Быть может, на меня так действует пронзительный голос герцога. Быть может, полная достоинства неподвижность создания, похожего на покрытого броней червя. На червя с человеческими ногами и руками.
Но я встаю на колени.
В этом создании что-то есть.
Что-то упрекающее.
Церковь учит нас видеть страдающего Христа в каждом создании. И не только Церковь. В унынии тюрьмы, за несколько месяцев до того, как быть убитой фрайкором, Роза Люксембург сделала выдающуюся запись о страдании пары запряженных в повозку быков.
Я осеняю себя крестным знамением.
Создание поворачивает голову в мою сторону. Голову без глаз и ушей. Безо рта.
Оно наклоняется.
— Что это за глупости? Встаньте! Не будьте смешным! — голос герцога пронзителен, груб. Я же, напротив, говорю уверенно и громко:
— Ангел Божий, его покровитель, просвети, сохрани, направь и позаботься об этом создании, порученном тебе милосердием небесным, аминь.
Какая-то рука с силой дергает меня. Она пытается поднять меня на ноги.
— Давай, священник! Ты слышал, что сказал герцог! Давай, поднимайся!
Рука Туччи поднимается. Связка ключей, которую он сжимает в левой руке, позвякивает. В другой у коннетабля дубинка. Он замахивается и обрушивает ее на мою голову.
В этот момент что-то черное и мощное мелькает между мной и Туччи. Что-то вроде руки. Но нет: это язык. Язык этого создания, длиной в метр. Он молниеносно вылетает из-за решетки один, затем второй раз. Со второй попытки ему удается обернуться вокруг руки коннетабля. Язык возвращается в невидимый рот существа, а рука Туччи, оторванная от тела, падает к подножию клетки. Она все еще сжимает покрытую шипами дубину.
Коннетабль пораженно смотрит на свою руку на полу, на рану на плече, из которой вырывается длинный и обильный поток крови. А потом со стоном падает.
Герцог в ужасе отскакивает от клетки, и все остальные тоже.
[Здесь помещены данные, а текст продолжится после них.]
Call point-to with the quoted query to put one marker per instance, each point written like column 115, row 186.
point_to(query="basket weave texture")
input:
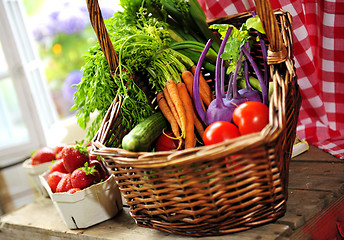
column 212, row 190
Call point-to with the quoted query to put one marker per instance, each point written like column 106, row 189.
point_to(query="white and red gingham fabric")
column 319, row 60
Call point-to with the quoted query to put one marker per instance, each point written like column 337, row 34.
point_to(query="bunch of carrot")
column 176, row 103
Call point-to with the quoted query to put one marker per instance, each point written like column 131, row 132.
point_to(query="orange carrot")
column 190, row 138
column 171, row 105
column 167, row 113
column 198, row 124
column 173, row 92
column 204, row 85
column 188, row 78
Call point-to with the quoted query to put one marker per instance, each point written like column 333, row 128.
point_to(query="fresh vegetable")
column 166, row 142
column 42, row 155
column 74, row 156
column 177, row 102
column 220, row 131
column 251, row 117
column 141, row 35
column 190, row 137
column 166, row 111
column 142, row 136
column 234, row 46
column 85, row 176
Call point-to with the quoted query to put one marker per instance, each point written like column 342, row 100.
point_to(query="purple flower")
column 67, row 88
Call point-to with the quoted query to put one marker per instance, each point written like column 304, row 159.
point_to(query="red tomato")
column 166, row 142
column 251, row 117
column 220, row 131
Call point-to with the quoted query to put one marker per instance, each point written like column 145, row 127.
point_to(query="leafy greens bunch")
column 146, row 62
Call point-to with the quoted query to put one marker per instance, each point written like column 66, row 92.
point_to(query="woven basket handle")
column 277, row 51
column 102, row 34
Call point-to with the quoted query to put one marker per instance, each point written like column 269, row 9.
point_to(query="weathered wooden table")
column 316, row 181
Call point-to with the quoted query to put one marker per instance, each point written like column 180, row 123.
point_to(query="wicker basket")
column 218, row 189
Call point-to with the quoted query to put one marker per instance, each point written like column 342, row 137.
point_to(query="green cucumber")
column 142, row 136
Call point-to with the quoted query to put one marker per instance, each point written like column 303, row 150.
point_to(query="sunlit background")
column 63, row 33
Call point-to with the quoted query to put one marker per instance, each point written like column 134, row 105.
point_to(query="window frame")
column 24, row 68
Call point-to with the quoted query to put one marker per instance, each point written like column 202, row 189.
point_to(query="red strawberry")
column 65, row 184
column 73, row 190
column 99, row 166
column 58, row 166
column 85, row 176
column 58, row 149
column 53, row 180
column 74, row 156
column 42, row 155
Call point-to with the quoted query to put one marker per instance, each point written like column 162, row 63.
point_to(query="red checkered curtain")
column 319, row 60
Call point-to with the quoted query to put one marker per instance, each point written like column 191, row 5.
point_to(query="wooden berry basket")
column 212, row 190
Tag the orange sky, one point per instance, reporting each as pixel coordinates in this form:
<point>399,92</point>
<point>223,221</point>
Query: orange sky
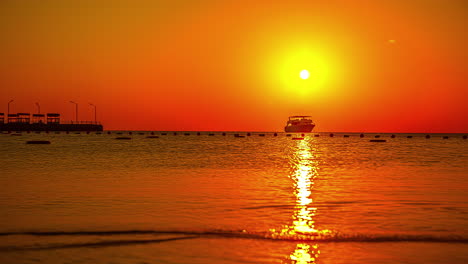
<point>381,66</point>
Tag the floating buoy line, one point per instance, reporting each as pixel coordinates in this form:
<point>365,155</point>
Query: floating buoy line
<point>125,135</point>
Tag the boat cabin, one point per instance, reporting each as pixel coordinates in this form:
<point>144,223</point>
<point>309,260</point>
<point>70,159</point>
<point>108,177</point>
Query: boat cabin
<point>53,118</point>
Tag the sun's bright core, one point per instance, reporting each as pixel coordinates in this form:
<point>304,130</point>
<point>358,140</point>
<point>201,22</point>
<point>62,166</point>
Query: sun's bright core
<point>304,74</point>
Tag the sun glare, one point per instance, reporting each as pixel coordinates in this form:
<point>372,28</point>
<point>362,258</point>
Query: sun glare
<point>304,74</point>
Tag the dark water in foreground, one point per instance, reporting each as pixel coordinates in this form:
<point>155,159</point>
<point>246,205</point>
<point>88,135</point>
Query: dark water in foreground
<point>220,199</point>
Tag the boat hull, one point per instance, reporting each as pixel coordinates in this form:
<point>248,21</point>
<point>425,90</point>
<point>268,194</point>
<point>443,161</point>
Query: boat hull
<point>299,128</point>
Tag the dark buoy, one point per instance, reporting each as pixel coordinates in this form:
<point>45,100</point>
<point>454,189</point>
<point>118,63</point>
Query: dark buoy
<point>39,142</point>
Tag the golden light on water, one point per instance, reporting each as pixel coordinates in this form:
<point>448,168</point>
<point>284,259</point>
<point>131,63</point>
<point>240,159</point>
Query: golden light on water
<point>305,170</point>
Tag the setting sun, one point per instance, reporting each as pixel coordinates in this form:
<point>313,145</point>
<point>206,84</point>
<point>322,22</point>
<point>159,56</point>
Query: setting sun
<point>304,74</point>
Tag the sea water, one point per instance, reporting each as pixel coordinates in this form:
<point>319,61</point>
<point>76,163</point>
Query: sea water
<point>188,198</point>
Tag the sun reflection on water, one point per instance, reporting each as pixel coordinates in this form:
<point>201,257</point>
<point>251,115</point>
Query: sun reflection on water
<point>305,168</point>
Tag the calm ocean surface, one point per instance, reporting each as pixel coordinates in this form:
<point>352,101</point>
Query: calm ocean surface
<point>221,199</point>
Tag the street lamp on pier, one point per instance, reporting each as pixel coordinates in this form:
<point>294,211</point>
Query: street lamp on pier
<point>95,112</point>
<point>76,110</point>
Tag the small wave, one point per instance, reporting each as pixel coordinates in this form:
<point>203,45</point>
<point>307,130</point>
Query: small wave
<point>314,237</point>
<point>93,244</point>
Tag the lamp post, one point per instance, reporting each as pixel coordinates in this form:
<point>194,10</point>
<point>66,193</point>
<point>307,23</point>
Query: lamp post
<point>38,108</point>
<point>76,110</point>
<point>8,111</point>
<point>95,115</point>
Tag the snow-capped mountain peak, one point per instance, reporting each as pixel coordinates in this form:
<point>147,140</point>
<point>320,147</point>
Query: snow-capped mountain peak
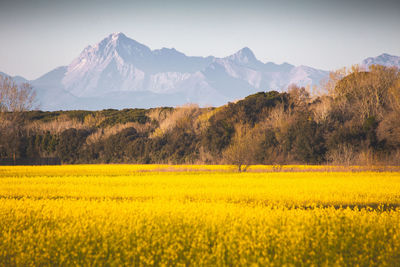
<point>383,59</point>
<point>119,72</point>
<point>244,56</point>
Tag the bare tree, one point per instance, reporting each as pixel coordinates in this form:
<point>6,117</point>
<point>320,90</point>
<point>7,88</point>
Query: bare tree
<point>242,150</point>
<point>14,99</point>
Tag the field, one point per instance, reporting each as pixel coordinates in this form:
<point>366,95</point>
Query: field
<point>198,215</point>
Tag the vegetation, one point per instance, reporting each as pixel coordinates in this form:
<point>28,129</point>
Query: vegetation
<point>136,215</point>
<point>354,123</point>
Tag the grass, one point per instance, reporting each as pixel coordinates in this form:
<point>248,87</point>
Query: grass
<point>210,215</point>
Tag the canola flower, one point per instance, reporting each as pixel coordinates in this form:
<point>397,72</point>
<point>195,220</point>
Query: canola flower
<point>138,215</point>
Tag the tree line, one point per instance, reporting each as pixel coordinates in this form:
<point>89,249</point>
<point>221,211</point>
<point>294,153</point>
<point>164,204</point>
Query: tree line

Только я остаюсь у решетки.
Одной частью своего сознания — рациональной частью, той, что еще верит в возможность существования реального мира, — я смотрю на Адель, бросающуюся к телу на земле, всеми силами пытаясь остановить ужасное кровотечение. Но рука оторвана на уровне плеча, и ткань, которую Ломбар прижимает к ране, окрашивается сначала в розовый, а потом в красный.
Другой частью своего сознания, той, о существовании которой до недавнего времени я даже не подозревал, я слышу жалобный голос. Он похож на печальный шум расстроенного механизма, но постепенно я начинаю разбирать слова.
Если то, что я слышу, — именно слова.
— Останови их. Прошу тебя, останови их. Я устал, устал, останови их.
Медленно я поднимаю голову и смотрю в точку, откуда, видимо, исходит голос.
В самом дальнем углу клетки, свернувшийся так, как будто он хочет сделаться невидимым, монстр с человеческими конечностями, странное порождение кафкианского кошмара, повернул ко мне свою слепую голову, в то время как его мысли наполняют меня, как черная вода, льющаяся из кувшина:
— Он приближается… Не допусти, чтобы меня отдали ему… Человек боли… Освободи меня…
Сознательно ли действует мое тело, когда я протягиваю руку к замку клетки?
Сознательно ли действуют мои глаза, когда осматривают происходящее и понимают, что все сосредоточены на теле Туччи?
Сознательно ли действует моя рука, поднимающая оброненную коннетаблем связку ключей?
— Самый маленький… Открой… Выпусти меня…
Я беру нужный ключ.
Вставляю его в отверстие замка.
Удар кулаком в челюсть отбрасывает меня на решетку. А потом второй удар, посильнее, в живот. Я складываюсь пополам. Дюран тут же хватает меня за волосы, грубо приподнимая мой подбородок.
— Послушай меня внимательно, священник, — шипит он сквозь зубы. — Если ты еще раз подвергнешь нас такой опасности, я тебя убью. Более того, я убью тебя раньше. Как только пойму, что ты собираешься натворить что-нибудь.
Он оглядывается, чтобы убедиться, что никто не слышит его.
— Ты понимаешь, что мы окружены? Если мы сделаем хоть один неверный шаг, они нас прикончат. Кто, по-твоему, выведет нас из этой дыры? Твой Бог?
— Я… могу вывести… вас…
— Кто это сказал? — подскакивает Дюран, оглядываясь по сторонам. Потом он понимает.
— О боже мой… Это ты, Грегор Самса?
В моей голове раздается смешок. Как серебристая трель.
— Ты тоже… думаешь обо мне… как о таракане… Кафки? Ты тоже, обезьяна?
— Обезьяна?
— Обезьяна — это ты. Все вы такие. Обезьяны.
Голос в моей голове произносит эти слова решительно.
Дюран собирается ответить, но в этот момент истерический голос герцога раздается в нескольких сантиметрах от его уха:
— Убей его! Убей этого монстра!
Я оборачиваюсь. Тело Туччи неподвижно лежит в луже крови. Вытаращенные глаза смотрят в темноту потолка, а может, возможно, видят в вышине гораздо больше. Лежа так, беззащитный, он кажется меньше. Как будто он уже начал таять, погружаясь в землю. Мне стоило бы помолиться за него, на это нет времени: охранники направили ружья на «Грегора Самсу». Не похоже, чтобы они усомнились перед тем, как выстрелить.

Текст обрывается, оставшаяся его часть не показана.